In a recent Ontario case, R. v. Kelly, 2017 ONCA 621, Michael Earl Kelly was convicted of the murder of his wife, whose body was found four years after Mr. Kelly reported her missing. The trial court utilized the standards articulated by R. v. Hart, although the trial occurred before the Hart case was handed down by our highest court. Mr. Kelly was convicted of the first degree murder of Judith Thibault.

Ms. Thibault was found in Thunder Bay a few feet from Wolf Bay Road. She had one 22 caliber bullet wound in her head and was wrapped in a carpet. Although the police had no forensic evidence incriminating Mr. Kelly they were certain he was their main suspect and devised a plan to induce him to confess his crime.

RCMP sergeant “Bob”, parading as a private investigator for an insurance company, contacted Mr. Kelly, who had moved to Alberta with his new wife, and advised him that Ms. Thibault had left a life insurance policy for $3,000, naming him as the beneficiary. Bob paid the bogus insurance money to Mr. Kelly and told him that he needed to sign a release form acknowledging his receipt of the money and releasing any further claims to any other life insurance policies.

Bob told him he would investigate to determine if there was any other life insurance policies naming him as beneficiary before he released his rights. Shortly thereafter Bob contacted Mr. Kelly again and told him he had discovered two additional policies totalling $571,000. Bob showed him two fictious documents saying there was a hold on pay-out of the latter two policies because Mr. Kelly was a suspect in Ms. Thibault’s murder.
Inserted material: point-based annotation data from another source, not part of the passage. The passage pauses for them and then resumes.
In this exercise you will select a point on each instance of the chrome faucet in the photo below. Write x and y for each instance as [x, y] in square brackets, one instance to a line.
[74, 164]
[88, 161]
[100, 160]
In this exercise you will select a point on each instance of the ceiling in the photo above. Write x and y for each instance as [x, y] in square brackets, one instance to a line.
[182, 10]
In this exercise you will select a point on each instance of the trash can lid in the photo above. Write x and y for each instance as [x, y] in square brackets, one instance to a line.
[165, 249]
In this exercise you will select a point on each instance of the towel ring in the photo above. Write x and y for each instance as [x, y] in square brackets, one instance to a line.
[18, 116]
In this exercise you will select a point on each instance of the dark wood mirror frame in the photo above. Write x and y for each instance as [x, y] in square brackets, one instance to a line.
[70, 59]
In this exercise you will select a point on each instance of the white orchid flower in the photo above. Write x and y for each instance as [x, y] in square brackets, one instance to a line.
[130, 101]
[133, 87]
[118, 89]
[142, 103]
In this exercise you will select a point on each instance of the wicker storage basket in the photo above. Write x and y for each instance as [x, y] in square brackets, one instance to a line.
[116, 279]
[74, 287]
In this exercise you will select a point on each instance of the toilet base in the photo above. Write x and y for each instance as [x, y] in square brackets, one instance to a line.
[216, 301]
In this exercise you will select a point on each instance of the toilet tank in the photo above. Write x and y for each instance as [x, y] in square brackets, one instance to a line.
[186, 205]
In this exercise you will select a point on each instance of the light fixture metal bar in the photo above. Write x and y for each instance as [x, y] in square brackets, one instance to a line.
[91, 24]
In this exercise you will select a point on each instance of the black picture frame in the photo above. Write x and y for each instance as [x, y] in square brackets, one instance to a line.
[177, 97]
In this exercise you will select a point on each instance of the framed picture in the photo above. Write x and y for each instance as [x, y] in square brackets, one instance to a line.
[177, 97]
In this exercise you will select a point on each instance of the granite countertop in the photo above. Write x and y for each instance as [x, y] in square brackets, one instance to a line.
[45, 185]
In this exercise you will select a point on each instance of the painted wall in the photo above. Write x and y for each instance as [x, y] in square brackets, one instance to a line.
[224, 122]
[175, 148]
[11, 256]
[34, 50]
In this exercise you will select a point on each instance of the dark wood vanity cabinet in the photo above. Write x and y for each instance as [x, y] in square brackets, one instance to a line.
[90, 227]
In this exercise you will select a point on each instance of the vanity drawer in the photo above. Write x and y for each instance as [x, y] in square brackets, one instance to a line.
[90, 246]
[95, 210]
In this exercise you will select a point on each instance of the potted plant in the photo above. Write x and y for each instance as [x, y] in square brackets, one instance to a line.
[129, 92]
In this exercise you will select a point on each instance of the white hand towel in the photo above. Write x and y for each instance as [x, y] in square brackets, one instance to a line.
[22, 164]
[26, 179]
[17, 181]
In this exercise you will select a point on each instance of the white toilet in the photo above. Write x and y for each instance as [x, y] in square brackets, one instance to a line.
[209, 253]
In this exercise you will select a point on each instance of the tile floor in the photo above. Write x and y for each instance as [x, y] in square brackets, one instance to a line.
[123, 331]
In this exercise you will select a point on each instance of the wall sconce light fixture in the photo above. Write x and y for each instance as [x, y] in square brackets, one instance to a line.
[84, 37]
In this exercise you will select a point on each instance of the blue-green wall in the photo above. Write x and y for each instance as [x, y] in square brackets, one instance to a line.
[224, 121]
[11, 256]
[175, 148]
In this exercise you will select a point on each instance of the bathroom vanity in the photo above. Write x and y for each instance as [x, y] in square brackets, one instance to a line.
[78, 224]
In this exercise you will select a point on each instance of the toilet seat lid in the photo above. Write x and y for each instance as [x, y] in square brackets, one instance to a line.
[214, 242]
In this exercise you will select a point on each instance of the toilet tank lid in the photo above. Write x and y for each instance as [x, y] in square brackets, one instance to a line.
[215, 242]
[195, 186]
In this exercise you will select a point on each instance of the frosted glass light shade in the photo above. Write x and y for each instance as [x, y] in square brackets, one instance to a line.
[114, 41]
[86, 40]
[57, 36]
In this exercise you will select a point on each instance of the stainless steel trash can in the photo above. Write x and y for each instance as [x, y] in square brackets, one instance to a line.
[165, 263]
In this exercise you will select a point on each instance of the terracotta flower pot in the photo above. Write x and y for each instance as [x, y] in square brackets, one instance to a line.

Bob told Mr. Kelly that he would not receive the proceeds of the two policies until he was cleared as a suspect and presented an insurance scam to Mr. Kelly, that would benefit both of them. His idea was that Bob had a friend, “Donnie”, who was terminally ill who would confess he was the murderer, thus removing any suspicion from Mr. Kelly, who could then receive the insurance payout. Donnie and Bob would receive $150,000 from the insurance proceeds for their assistance in the scam.

The only trick was that Mr. Kelly had to provide enough information about the murder to convey to Donnie so that the police would be convinced they had their murderer when Donnie confessed.

While Mr. Kelly initially denied any involvement in the murder, eventually he provided information that only the true murderer would know and was promptly arrested for first degree murder.

He appealed his murder conviction to the Ontario Court of Appeal who dismissed his appeal finding that the insurance scam was a variation of the typical Mr. Big sting and not an abuse of process.

The appeal court said:

…this case involved a police sting scenario that was a very modified version of a Mr. Big, without any violent criminal activity or gang aspect to it. Nor did the undercover officers befriend the appellant to make him vulnerable to pressure as a friend. It was an insurance fraud scheme.”

While the Mr. Big sting is illegal in the United States it has been a significant tool for Canadian law enforcement and has resulted in convictions that might never otherwise have been obtained.